Des milliers d’automobilistes qui ont eu le malheur d’emprunter le même trajet que celui des camionneurs ont été coincés durant d’interminables minutes, voire des heures.
«C’est pare-chocs à pare-chocs, soutient Nicholas Lavergne, un travailleur de Québec qui a été coincé durant près d’une heure sur le pont Pierre-Laporte, depuis Lévis. Je pense revenir chez nous au moins une heure plus tard que d’habitude», souligne-t-il.

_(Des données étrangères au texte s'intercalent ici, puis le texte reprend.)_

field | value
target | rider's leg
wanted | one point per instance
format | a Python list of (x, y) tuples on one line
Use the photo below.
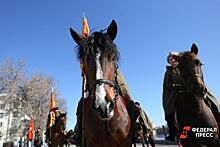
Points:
[(171, 126)]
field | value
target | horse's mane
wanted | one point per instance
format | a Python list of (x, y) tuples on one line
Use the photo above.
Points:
[(98, 40)]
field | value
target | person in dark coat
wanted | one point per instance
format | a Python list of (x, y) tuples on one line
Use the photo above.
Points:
[(172, 85), (38, 139)]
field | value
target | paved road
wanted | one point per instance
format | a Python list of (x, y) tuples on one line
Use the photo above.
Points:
[(139, 145)]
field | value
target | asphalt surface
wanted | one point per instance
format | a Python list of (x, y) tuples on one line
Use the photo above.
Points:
[(139, 145)]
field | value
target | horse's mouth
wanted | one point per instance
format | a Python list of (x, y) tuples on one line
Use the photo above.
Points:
[(107, 111)]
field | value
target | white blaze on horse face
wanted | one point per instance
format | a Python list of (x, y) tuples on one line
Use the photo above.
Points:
[(100, 91)]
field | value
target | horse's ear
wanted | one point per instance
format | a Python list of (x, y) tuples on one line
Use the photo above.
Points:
[(194, 49), (76, 37), (112, 30)]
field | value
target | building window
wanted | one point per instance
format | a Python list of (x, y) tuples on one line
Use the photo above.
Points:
[(1, 115)]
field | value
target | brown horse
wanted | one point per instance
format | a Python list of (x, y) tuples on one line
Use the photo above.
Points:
[(192, 113), (56, 135), (107, 122)]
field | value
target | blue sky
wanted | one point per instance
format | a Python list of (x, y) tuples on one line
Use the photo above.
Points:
[(38, 33)]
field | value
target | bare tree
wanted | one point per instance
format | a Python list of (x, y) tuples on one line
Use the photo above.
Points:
[(27, 96), (11, 78)]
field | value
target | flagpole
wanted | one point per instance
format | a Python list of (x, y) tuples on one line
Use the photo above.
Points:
[(51, 97)]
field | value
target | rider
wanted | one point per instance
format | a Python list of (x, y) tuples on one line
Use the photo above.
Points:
[(171, 87)]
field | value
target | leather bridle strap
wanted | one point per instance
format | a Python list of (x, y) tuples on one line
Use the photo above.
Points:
[(102, 81)]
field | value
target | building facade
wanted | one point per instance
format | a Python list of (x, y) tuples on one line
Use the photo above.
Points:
[(8, 124)]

Pour sa part, le Centre de services scolaire des Navigateurs a averti, sur les réseaux sociaux, que «des retards sont à prévoir dans la majorité des parcours d’autobus scolaires», en fin d’après-midi.

Mouvement de masse
«Il y a eu un gros mouvement à travers le Québec, parce que nos travailleurs sont inquiets. Ça touche directement leur gagne-pain. Le gouvernement a biffé unilatéralement une clause qui existait depuis 15 ans de ses devis et on ne comprend pas pourquoi», explique le directeur général de l’Association nationale des camionneurs artisans inc., Gaétan Légaré, soulignant qu’environ la moitié de ses 5200 membres ont pris part à l’événement.

Les camionneurs ont respecté un tracé bien défini. Ils ont formé de très longues files d’attente sur le pont Pierre-Laporte, l’autoroute Charest, l’avenue Saint-Sacrement, l’autoroute Laurentienne et le boulevard Wilfrid-Hamel durant tout l’après-midi.
Concurrence déloyale
La décision de la Société québécoise des infrastructures de retirer la clause qui l’obligeait à embaucher des travailleurs locaux du camionnage en vrac sur ses chantiers a été «la goutte qui a fait déborder le vase» pour les conducteurs-entrepreneurs.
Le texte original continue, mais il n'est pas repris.